Syrian President Bashar al-Assad has said Israel’s raid on the Gaza aid flotilla has increased the chances of war in the Middle East.
In an interview with the BBC’s Middle East editor Jeremy Bowen, he said Syria was working to prevent a regional war.
But he added that there was no chance of a peace deal with the current Israeli administration,
which he called a “pyromaniac government”.
Mr Assad also rejected claims he was arming Hezbollah militants in Lebanon.
Nine Turkish activists died during last month’s raid on the Free Gaza ships attempting to break Israel’s blockade of the Gaza Strip.
Asked if the Israeli raid had increased the chance of war in the Middle East, Mr Assad said: “Definitely, definitely.”
“When you don’t have peace, you have to expect war every day, and this is very dangerous,” he said.
Israel has set up an inquiry into the raid after rejecting a United Nations proposal for an international investigation,
but Turkey has said that it has no confidence in the impartiality of the investigation.
“[The raid has] destroyed any chance for peace in the near future,” Mr Assad said.
“Mainly because it proved that this government is another pyromaniac government, and you cannot achieve peace with such [a] government.”
The current Israeli administration of Prime Minister Benjamin Netanyahu was “different from any previous Israeli government”, Mr Assad said.
He said there had been indications before the raid on the Gaza flotilla about “their intentions towards peace, their intentions towards the Palestinians, their intentions to kill Palestinians”.

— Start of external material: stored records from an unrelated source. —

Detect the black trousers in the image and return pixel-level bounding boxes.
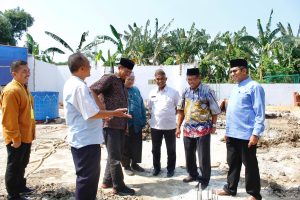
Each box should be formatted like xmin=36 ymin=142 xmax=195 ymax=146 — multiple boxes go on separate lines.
xmin=5 ymin=143 xmax=31 ymax=197
xmin=71 ymin=144 xmax=101 ymax=200
xmin=183 ymin=134 xmax=211 ymax=185
xmin=122 ymin=127 xmax=143 ymax=167
xmin=103 ymin=128 xmax=125 ymax=189
xmin=224 ymin=137 xmax=262 ymax=200
xmin=151 ymin=128 xmax=176 ymax=171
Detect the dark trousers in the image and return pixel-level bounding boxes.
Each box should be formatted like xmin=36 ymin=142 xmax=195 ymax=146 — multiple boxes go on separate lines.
xmin=5 ymin=143 xmax=31 ymax=197
xmin=71 ymin=144 xmax=101 ymax=200
xmin=151 ymin=128 xmax=176 ymax=171
xmin=183 ymin=134 xmax=211 ymax=185
xmin=103 ymin=128 xmax=125 ymax=189
xmin=224 ymin=137 xmax=262 ymax=200
xmin=122 ymin=127 xmax=143 ymax=167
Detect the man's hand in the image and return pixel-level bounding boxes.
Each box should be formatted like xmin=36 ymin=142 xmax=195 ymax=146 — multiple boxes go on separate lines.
xmin=11 ymin=141 xmax=21 ymax=149
xmin=175 ymin=128 xmax=180 ymax=138
xmin=248 ymin=135 xmax=258 ymax=148
xmin=114 ymin=108 xmax=132 ymax=118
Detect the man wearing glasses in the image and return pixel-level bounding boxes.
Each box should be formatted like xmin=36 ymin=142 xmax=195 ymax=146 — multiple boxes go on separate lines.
xmin=217 ymin=59 xmax=265 ymax=200
xmin=176 ymin=68 xmax=221 ymax=189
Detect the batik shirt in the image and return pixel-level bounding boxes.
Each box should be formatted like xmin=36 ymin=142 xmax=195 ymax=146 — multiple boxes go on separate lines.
xmin=177 ymin=84 xmax=221 ymax=138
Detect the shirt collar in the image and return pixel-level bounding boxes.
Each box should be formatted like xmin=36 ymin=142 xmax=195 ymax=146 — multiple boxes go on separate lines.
xmin=72 ymin=75 xmax=86 ymax=84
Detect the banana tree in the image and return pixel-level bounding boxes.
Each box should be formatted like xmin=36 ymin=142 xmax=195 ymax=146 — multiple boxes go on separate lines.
xmin=240 ymin=10 xmax=280 ymax=81
xmin=124 ymin=18 xmax=173 ymax=65
xmin=167 ymin=23 xmax=209 ymax=64
xmin=45 ymin=31 xmax=103 ymax=61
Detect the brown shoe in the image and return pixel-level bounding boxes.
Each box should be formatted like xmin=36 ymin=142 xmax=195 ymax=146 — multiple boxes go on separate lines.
xmin=101 ymin=183 xmax=113 ymax=189
xmin=182 ymin=176 xmax=197 ymax=183
xmin=246 ymin=196 xmax=256 ymax=200
xmin=216 ymin=189 xmax=231 ymax=196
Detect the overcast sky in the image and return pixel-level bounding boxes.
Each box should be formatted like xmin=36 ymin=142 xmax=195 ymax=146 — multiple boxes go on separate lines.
xmin=0 ymin=0 xmax=300 ymax=61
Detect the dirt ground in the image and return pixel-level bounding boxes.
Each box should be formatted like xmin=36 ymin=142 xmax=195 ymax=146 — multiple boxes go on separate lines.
xmin=0 ymin=108 xmax=300 ymax=200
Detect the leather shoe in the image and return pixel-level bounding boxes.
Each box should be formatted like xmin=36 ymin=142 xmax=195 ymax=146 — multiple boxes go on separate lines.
xmin=195 ymin=182 xmax=208 ymax=190
xmin=246 ymin=196 xmax=256 ymax=200
xmin=101 ymin=183 xmax=113 ymax=189
xmin=152 ymin=169 xmax=160 ymax=176
xmin=131 ymin=163 xmax=145 ymax=172
xmin=182 ymin=176 xmax=197 ymax=183
xmin=216 ymin=189 xmax=231 ymax=196
xmin=19 ymin=186 xmax=35 ymax=194
xmin=112 ymin=186 xmax=135 ymax=196
xmin=167 ymin=170 xmax=174 ymax=178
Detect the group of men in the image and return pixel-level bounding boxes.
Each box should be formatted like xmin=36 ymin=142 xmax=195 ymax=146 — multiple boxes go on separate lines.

Mr Assad denied that he was sending weapons to the Hezbollah movement in Lebanon, which fought a month-long war with Israel in 2006.
He said he was happy to do business with the United States, but insisted that Iran would remain an ally.
And he added that Turkey, which had been mediating between Syria and Israel, was unlikely to do so now following the flotilla raid – unless the Israeli government changed.
“The Turks never attacked Israel, never smuggled weapons, never did anything harmful to Israel.
They only worked for peace,” he said.
Syria had been in indirect talks with the former Israeli government of Ehud Olmert in 2008 until Mr Olmert resigned, facing corruption charges.
In recent months US foreign policy worked on the assumption that persuading Syria to come on board with them would be a piece of “low-hanging fruit” in the region, our correspondent says.
But now it is becoming apparent that gaining the support of Syria to help fix the Middle East peace process will not be easy at all, he adds.
The US has offered to drop five year-long sanctions against Syria in return for Syria dropping its ties with regional ally Iran.